This dataset makes use of the “A Million News Headlines” dataset available at kaggle.com/therohk/million-headlines.
As a start, lets retrieve the dataset using pins and load is using readr:
library(pins)
news <- pin_get("therohk/million-headlines", board = "kaggle") %>%
readr::read_csv()
## Parsed with column specification:
## cols(
## publish_date = col_double(),
## headline_text = col_character()
## )
news
First, lets clean up this dataset. For instance, the ‘publish_date’ column is a character, not a date:
library(dplyr)
## Warning: package 'dplyr' was built under R version 3.5.2
##
## Attaching package: 'dplyr'
## The following objects are masked from 'package:stats':
##
## filter, lag
## The following objects are masked from 'package:base':
##
## intersect, setdiff, setequal, union
news_cleaned <- news %>%
mutate(publish_date = as.Date(as.character(publish_date), format = "%Y%m%d"))
news_cleaned
Lets also assume we are interested in understanding when news outlets publish news, not what headlines are published.
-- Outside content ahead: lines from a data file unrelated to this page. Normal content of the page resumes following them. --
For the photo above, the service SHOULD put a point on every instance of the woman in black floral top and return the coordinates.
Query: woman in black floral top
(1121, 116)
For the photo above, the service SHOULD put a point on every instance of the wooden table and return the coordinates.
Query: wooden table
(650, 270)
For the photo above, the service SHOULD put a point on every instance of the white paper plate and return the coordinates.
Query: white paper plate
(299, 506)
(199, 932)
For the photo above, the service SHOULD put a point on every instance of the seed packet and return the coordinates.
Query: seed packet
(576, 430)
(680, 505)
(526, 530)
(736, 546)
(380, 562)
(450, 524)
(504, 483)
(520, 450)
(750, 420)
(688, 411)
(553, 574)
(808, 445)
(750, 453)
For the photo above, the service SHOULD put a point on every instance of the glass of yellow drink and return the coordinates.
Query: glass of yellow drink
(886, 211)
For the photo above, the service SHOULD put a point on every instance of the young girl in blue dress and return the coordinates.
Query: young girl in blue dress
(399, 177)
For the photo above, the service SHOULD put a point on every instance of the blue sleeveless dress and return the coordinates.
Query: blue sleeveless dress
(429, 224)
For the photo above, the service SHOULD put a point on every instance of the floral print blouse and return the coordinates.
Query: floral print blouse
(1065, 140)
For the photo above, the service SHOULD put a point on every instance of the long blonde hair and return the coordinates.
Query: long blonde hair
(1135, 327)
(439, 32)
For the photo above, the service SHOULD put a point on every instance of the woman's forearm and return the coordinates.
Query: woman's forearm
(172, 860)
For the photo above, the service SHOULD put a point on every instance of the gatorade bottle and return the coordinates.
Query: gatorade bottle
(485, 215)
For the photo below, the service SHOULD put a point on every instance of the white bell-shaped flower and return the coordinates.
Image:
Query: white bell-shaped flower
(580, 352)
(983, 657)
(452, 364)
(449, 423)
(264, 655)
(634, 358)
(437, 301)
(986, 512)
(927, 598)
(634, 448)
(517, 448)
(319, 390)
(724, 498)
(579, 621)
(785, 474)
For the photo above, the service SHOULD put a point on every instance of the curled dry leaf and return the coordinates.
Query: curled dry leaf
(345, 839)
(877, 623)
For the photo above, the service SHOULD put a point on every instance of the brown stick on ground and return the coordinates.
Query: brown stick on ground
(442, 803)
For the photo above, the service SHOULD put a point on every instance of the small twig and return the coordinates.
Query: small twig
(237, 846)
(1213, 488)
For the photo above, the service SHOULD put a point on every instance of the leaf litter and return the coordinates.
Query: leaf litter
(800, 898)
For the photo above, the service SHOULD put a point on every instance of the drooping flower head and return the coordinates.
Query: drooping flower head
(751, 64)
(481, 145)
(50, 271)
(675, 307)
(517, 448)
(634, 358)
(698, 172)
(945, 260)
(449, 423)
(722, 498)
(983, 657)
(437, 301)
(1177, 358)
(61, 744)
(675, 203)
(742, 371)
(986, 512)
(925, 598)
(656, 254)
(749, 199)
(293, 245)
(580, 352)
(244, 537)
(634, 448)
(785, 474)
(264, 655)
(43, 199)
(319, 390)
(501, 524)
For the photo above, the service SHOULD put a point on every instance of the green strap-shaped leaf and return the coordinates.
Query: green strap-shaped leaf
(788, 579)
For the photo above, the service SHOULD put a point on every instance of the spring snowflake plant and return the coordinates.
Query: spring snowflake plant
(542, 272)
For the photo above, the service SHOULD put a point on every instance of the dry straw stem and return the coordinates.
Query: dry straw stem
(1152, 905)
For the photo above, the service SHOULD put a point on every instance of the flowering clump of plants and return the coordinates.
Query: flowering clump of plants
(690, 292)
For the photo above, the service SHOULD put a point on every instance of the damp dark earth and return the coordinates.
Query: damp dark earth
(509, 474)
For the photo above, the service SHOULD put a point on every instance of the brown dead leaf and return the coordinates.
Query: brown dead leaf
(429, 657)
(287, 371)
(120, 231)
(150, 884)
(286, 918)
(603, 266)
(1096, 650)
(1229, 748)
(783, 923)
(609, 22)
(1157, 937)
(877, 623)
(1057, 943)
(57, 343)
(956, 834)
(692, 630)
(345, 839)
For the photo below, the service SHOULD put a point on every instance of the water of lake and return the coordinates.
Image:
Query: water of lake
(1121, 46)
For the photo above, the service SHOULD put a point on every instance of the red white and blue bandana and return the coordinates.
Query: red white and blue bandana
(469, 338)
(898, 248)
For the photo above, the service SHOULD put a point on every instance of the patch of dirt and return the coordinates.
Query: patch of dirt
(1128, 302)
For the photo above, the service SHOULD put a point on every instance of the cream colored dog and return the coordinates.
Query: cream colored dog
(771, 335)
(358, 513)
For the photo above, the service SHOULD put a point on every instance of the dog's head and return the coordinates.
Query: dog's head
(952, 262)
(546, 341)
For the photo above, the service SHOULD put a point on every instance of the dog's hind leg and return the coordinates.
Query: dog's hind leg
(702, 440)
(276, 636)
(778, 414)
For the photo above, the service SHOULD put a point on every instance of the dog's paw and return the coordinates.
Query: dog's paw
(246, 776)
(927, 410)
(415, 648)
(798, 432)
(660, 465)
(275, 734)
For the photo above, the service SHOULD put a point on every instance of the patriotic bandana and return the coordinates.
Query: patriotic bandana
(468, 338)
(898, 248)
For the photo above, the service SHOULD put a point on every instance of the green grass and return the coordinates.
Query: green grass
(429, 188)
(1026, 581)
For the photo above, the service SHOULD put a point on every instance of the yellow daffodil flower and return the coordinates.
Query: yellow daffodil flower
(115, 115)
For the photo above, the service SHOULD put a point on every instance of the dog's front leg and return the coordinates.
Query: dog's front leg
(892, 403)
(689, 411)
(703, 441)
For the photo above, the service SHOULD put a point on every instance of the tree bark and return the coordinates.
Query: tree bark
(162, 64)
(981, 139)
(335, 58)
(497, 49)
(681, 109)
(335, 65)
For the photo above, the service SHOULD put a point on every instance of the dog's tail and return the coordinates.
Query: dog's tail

For this, we can keep the counts per day and month and throw away the other columns:
news_totals <- news_cleaned %>%
group_by(publish_date) %>%
summarize(count = n())
We can now plot by month the total amount of news being produced by this news outlet:
library(ggplot2)
## Warning: package 'ggplot2' was built under R version 3.5.2
news_totals %>%
group_by(publish_date = lubridate::floor_date(publish_date, "year")) %>%
summarize(count = sum(count)) %>%
ggplot(aes(x=publish_date, y=count)) +
geom_line()
Now, while this might complete our particular analysis, others in your team might be interested in easily fetching your tidied data set, which you can now easily share with pins in any available board. The following example uses RStudio Connect but this board can also be replaced to use Kaggle, GitHub or even custom boards:
pins::pin(news_totals, board = "rsconnect")
A colleague can now reuse your tidy dataset by fetching it from the source location:
pin_get("news-totals", board = "rsconnect")